C: It’s good, he knew to ask. Some people, they know too, but they don’t or can’t.

They talked and talked. They recounted a story from around the time Carmela moved in, when Loren fell. Linda went into such shock she had temporary amnesia. She forgot who her family was. The only thing she remembered was she had to come home to feed her cat.

We finally seemed to have come to the end. There was a pause. A shared silence.

Then Linda cried, “I’m a widow now,” and threw her arms around Carmela.

“We’re widows,” said Carmela, leaning in. “I miss him. It’s been 23 years, but I miss him. I miss him every day.”

I was suddenly the least put together among us. I didn’t understand it. Linda had the same pink around her eyes, Carmela was her stoic self. Out of politeness, they tried not to look at me.

Forty minutes after going out for the mail, I returned to my apartment.

A few hours later, I suddenly thought, oh, I’m going to grow into them, I’m going to fall in love with them a little, and then…

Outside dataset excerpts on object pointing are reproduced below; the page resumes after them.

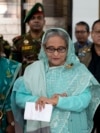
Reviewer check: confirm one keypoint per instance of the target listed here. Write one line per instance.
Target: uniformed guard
(26, 47)
(5, 46)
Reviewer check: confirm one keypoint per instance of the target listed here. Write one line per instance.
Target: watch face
(13, 123)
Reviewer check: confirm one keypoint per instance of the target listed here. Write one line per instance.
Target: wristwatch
(12, 123)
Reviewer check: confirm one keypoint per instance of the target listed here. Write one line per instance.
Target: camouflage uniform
(25, 49)
(5, 46)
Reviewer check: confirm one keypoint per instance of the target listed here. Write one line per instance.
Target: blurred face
(55, 50)
(37, 22)
(95, 34)
(81, 34)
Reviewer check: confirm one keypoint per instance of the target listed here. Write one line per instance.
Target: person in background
(59, 79)
(26, 47)
(91, 59)
(6, 47)
(8, 73)
(82, 32)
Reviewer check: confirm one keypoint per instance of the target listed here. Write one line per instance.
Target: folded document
(32, 114)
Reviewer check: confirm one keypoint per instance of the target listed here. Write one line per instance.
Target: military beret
(37, 8)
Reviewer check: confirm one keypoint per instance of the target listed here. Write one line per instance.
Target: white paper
(32, 114)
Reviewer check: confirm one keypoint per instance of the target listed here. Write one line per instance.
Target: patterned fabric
(8, 72)
(72, 78)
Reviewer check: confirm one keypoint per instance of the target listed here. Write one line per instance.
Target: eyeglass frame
(59, 50)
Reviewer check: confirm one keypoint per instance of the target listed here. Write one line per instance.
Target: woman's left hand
(10, 129)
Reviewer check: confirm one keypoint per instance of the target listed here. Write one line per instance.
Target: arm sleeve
(23, 95)
(75, 103)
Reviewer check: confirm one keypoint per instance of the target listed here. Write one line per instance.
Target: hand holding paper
(32, 114)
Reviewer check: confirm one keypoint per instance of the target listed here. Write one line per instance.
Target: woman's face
(55, 50)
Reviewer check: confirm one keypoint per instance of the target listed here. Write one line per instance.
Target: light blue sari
(36, 79)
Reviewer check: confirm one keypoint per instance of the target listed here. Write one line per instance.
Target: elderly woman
(58, 78)
(8, 72)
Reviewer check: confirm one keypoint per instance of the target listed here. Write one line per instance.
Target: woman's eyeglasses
(52, 49)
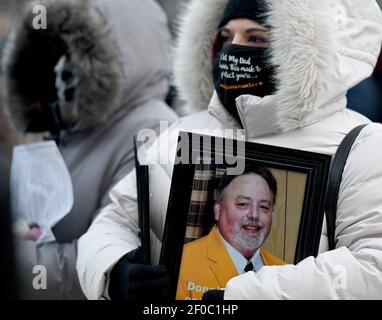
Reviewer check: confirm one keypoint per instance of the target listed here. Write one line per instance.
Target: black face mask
(47, 118)
(239, 70)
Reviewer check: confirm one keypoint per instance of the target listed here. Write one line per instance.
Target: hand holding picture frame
(272, 205)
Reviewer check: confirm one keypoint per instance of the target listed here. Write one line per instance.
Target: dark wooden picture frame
(314, 166)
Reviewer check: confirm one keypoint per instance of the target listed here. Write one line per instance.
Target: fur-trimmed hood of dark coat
(116, 67)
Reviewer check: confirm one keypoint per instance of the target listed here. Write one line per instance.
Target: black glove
(213, 295)
(132, 280)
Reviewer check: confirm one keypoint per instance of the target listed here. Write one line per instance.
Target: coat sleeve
(354, 269)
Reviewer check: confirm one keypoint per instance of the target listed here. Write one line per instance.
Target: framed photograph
(143, 195)
(237, 206)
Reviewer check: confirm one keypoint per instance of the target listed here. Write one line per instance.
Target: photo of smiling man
(243, 213)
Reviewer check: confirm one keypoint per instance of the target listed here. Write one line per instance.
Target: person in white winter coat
(318, 51)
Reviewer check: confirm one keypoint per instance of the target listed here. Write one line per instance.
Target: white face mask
(41, 187)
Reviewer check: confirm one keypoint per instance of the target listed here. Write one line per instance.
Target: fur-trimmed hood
(109, 45)
(320, 49)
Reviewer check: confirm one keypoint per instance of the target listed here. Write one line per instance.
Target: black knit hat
(250, 9)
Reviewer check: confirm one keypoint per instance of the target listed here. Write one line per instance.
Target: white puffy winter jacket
(321, 49)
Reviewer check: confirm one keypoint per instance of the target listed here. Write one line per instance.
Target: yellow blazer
(206, 264)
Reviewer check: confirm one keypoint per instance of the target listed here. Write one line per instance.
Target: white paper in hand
(41, 187)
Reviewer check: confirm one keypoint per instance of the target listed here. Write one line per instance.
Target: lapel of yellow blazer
(220, 261)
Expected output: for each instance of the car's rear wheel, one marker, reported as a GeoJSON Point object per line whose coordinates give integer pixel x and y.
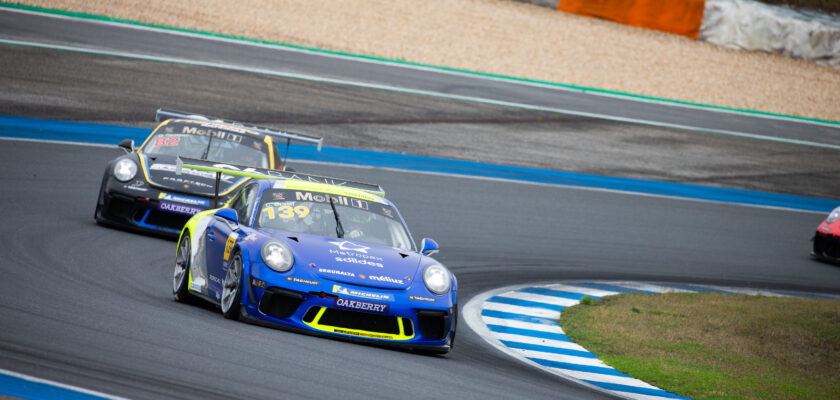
{"type": "Point", "coordinates": [182, 268]}
{"type": "Point", "coordinates": [232, 288]}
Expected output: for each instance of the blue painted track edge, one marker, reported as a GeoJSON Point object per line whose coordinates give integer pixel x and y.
{"type": "Point", "coordinates": [103, 134]}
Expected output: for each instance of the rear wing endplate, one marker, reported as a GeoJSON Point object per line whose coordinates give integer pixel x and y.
{"type": "Point", "coordinates": [164, 114]}
{"type": "Point", "coordinates": [264, 173]}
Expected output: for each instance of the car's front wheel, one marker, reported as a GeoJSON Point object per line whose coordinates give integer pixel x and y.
{"type": "Point", "coordinates": [182, 268]}
{"type": "Point", "coordinates": [232, 288]}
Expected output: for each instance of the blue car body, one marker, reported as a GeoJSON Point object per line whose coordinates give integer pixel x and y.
{"type": "Point", "coordinates": [336, 286]}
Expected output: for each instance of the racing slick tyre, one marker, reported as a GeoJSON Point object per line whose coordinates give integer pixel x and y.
{"type": "Point", "coordinates": [232, 288]}
{"type": "Point", "coordinates": [182, 268]}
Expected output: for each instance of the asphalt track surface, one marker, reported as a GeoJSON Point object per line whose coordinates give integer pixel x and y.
{"type": "Point", "coordinates": [343, 99]}
{"type": "Point", "coordinates": [91, 306]}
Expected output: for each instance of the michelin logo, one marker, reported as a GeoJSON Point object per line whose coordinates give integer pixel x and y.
{"type": "Point", "coordinates": [338, 289]}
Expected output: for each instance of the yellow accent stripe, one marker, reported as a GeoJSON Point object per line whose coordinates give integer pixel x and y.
{"type": "Point", "coordinates": [270, 145]}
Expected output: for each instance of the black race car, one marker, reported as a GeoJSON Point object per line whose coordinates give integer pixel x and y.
{"type": "Point", "coordinates": [141, 190]}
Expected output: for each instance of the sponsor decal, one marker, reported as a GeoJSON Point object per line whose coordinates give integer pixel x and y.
{"type": "Point", "coordinates": [183, 199]}
{"type": "Point", "coordinates": [338, 289]}
{"type": "Point", "coordinates": [137, 185]}
{"type": "Point", "coordinates": [167, 141]}
{"type": "Point", "coordinates": [178, 208]}
{"type": "Point", "coordinates": [337, 199]}
{"type": "Point", "coordinates": [229, 244]}
{"type": "Point", "coordinates": [354, 260]}
{"type": "Point", "coordinates": [361, 305]}
{"type": "Point", "coordinates": [303, 281]}
{"type": "Point", "coordinates": [362, 334]}
{"type": "Point", "coordinates": [336, 272]}
{"type": "Point", "coordinates": [218, 134]}
{"type": "Point", "coordinates": [383, 278]}
{"type": "Point", "coordinates": [186, 182]}
{"type": "Point", "coordinates": [350, 246]}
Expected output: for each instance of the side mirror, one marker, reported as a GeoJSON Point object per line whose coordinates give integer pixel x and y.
{"type": "Point", "coordinates": [127, 145]}
{"type": "Point", "coordinates": [228, 214]}
{"type": "Point", "coordinates": [428, 247]}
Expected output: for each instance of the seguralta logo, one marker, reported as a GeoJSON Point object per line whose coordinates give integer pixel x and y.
{"type": "Point", "coordinates": [383, 278]}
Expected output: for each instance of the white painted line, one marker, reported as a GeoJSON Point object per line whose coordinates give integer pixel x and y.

In the days since, I haven’t seen any of my neighbors. Well except once. I was taking my recycling out again one evening when I ran into Linda with her two daughters and one granddaughter, all dressed in black, walking back to their apartment. Thus I met her family. Linda took one look at my recycling and said, “Don’t tell me you haven’t finished unpacking!” I denied it, but it’s true. I am still unpacking. But some things are settled.